Guests, she said, are not sleeping in the home, with groups of 10-12 people typically leaving at either 3 a.m or 6 a.m.
She said that while she expects to make some changes to the model, she is not yet sure of her future plans for the business.
“I’ll be spending 2022 kind of assessing things to see what other offerings we might be able to do,” Nuñez said, noting that any changes will follow the town’s ordinances and procedures. “I’m not just going to unilaterally do anything.”
The owner said said that while she lives in Boston, Mass., she plans to spend a, “significant,” amount of time at the Burrillville business, and that it will be staffed 24/7.
“One of the conditions of the sellers was that whoever bought the place would not live there full-time, year-round, because of the activity and the energy,” Nuñez said.
She noted that she plans to work on “dispelling untruths,” about the house’s history – particularly the mischaracterizations of Bathsheba Sherman, a woman who lived nearby in the early 1800s – and was depicted as an evil entity in the Warner Bros. hit horror movie. The topic has been an ongoing concern of historians, who note that Sherman’s grave has been repeatedly vandalized despite her having no actual association with the alleged hauntings of the property.
“I feel terrible about that,” said Nuñez. “She had nothing to do with that property. That’ll be important to me as I learn the history: to get the history and the facts correct.”
Nuñez said she’s mostly interested in the more recent activity at the house.
“It is a very, very active house,” Nunez said. “Paranormal investigators have captured an enormous amount of evidence.”
“I have people coming in from all over the world,” she said. “They love it.”
Town Manager Michael Wood said that on a recent vacation to Maryland, people learned he was from Burrillville and asked about the house.
“We stayed up half the night watching The Conjuring house on demand,” Wood said. “All of the people that were down there were curious about it.”
Wood noted that neighbors should call and report the incident if laws are broken.
“There’s not much more that we can do if someone is running a legitimate business,” agreed Town Council President Donald Fox. “She’s more than willing to keep the peace here and maintain a good relationship.”

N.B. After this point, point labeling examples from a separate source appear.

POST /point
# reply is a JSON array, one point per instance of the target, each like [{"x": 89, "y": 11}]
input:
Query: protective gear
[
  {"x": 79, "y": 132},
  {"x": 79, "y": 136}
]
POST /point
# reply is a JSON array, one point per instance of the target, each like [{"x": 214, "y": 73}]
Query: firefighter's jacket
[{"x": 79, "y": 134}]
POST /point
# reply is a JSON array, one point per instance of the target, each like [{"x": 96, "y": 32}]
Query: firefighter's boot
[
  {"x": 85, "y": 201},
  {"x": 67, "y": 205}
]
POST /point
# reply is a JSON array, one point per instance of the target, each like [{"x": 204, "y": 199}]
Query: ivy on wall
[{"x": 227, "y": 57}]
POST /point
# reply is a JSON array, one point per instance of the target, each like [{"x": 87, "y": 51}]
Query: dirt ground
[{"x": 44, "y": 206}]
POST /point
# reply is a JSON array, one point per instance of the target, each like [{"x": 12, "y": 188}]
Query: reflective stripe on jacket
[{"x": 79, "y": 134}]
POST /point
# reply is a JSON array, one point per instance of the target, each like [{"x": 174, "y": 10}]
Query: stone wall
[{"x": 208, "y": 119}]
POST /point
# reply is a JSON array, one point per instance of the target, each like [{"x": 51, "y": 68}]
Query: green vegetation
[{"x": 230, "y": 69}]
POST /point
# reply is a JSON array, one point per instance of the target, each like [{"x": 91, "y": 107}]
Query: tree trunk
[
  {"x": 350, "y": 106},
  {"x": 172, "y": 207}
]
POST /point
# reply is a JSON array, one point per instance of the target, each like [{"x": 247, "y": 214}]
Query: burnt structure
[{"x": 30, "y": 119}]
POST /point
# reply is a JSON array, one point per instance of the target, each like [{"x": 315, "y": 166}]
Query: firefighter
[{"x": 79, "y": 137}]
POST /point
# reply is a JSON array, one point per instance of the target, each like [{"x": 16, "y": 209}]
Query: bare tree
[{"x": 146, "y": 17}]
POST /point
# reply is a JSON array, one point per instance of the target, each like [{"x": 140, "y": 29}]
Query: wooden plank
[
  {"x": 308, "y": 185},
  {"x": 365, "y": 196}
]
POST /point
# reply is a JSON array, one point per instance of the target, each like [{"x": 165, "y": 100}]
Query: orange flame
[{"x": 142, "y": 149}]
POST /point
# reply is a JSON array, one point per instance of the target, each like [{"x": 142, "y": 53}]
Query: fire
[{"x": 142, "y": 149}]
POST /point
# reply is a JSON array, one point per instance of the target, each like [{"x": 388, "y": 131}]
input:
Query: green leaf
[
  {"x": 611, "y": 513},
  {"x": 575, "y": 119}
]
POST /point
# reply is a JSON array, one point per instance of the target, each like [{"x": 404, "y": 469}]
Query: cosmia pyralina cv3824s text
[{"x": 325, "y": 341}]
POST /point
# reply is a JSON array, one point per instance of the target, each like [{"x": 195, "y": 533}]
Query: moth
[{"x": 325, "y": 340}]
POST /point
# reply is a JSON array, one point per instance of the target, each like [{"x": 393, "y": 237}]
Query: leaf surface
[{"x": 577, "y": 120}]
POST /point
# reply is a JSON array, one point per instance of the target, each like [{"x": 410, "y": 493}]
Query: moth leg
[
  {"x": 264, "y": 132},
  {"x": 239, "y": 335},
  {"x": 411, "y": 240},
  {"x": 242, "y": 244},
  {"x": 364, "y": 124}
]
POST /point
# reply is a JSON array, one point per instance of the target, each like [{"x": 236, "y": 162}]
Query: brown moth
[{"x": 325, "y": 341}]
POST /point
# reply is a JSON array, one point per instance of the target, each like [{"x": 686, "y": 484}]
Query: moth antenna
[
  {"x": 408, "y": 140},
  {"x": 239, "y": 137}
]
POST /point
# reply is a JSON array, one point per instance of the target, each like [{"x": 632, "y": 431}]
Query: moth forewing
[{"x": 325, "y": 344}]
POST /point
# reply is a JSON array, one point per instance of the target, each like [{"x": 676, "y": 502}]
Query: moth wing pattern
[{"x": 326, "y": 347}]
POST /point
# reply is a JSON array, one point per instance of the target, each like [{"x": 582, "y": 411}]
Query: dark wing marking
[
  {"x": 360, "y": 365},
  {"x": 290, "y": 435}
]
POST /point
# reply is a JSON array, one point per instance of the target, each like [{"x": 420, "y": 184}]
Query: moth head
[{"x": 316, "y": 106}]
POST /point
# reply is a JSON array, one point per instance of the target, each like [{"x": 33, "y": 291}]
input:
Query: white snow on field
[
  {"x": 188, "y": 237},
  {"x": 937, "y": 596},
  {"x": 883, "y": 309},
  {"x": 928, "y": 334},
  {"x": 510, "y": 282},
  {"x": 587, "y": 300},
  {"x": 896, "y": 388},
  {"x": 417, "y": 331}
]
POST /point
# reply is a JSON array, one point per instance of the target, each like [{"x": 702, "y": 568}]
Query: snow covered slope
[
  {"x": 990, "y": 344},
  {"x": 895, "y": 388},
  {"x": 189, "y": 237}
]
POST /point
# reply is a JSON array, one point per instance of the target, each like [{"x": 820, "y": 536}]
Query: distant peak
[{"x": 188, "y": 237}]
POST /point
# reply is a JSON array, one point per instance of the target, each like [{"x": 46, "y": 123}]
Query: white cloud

Councilor Stephen Rawson said he sympathizes with the neighbors, suggesting that “no parking,” signs could be added to the area surrounding the property.
Councilor Raymond Trinque said the issues will be ongoing regardless of who owns the lot.
“I’m familiar with the activity,” Trinque said. “It’s not going to stop. This is an international movie, and there’s nothing that’s going to stop it, I don’t think. The question is” how do we deal with it.”
Trinque suggested creating a pull off area, noting that the house brings the town notariety.
“I think we’ve got a chance here with the new owner to do something,” he said.
Councilor Jeremy Bailey noted that the house is the only business in Burrillville with a license to operate 24-hours-a-day.
“This just seems out of character for an area that’s generally zoned farming,” Bailey said. “Me personally, I don’t think that’s fair to the neighbors. I think that’s destroying the right to quiet enjoyment.”
Anderson noted that the license will be due for renewal in November, creating something of a trial period for the new owner.
Councilors approved the license transfer by a vote of 6-1, with Bailey casting the only dissent.